The death toll in the tragedy soared, with President Enrique Pena Nieto saying another 68 people were feared dead in a landslide in the southern village of La Pintada in Guerrero state. An earlier count put the number of dead at 101.
"The sheer volume of earth that has virtually buried more than 40 homes there means (it would be difficult) to find anybody alive" in La Pintada, the president said during a press conference with members of his cabinet in Guerrero, the state hardest hit by the twin storms that have since dissipated.
A police rescue helicopter missing since Thursday also was found to have crashed, with no survivors, a government source said earlier.
Press reports said the aircraft, which had been set to deliver relief goods to and evacuate people from La Pintada, was carrying just its crew of three.
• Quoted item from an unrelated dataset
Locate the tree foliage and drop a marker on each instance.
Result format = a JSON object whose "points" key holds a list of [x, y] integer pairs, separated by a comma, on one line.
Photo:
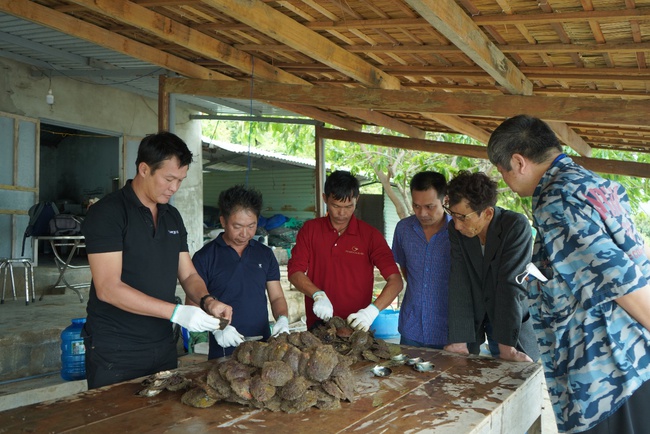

Pena Nieto cancelled plans to travel to New York for the UN General Assembly next week and will instead stay in the disaster area to help coordinate relief efforts over the weekend.
Officials also began tallying the massive economic damage in a country where the growth forecast already was lowered drastically in August. Road repairs alone will cost about USD 3 billion, the transport ministry said.
The tropical storms have hammered the country since September 14, damaging tens of thousands of homes, flooding cities and washing out roads.
Mexico had not been hit simultaneously by two powerful storms like this since 1958, the National Weather Service said.
Thousands finally packed into cars and buses on Friday after authorities reopened road links to the capital.
Around 62,000 tourists have managed to leave the city, about half by road and half in special airlift planes.
The airport -- where the terminal flooded last Saturday -- should be practically back to normal on Sunday, Communications and Transport Minister Gerardo Ruiz Esparza said.
Interior Minister Miguel Angel Osorio Chong told radio station Formula that the damage from the storms was "beyond calculation.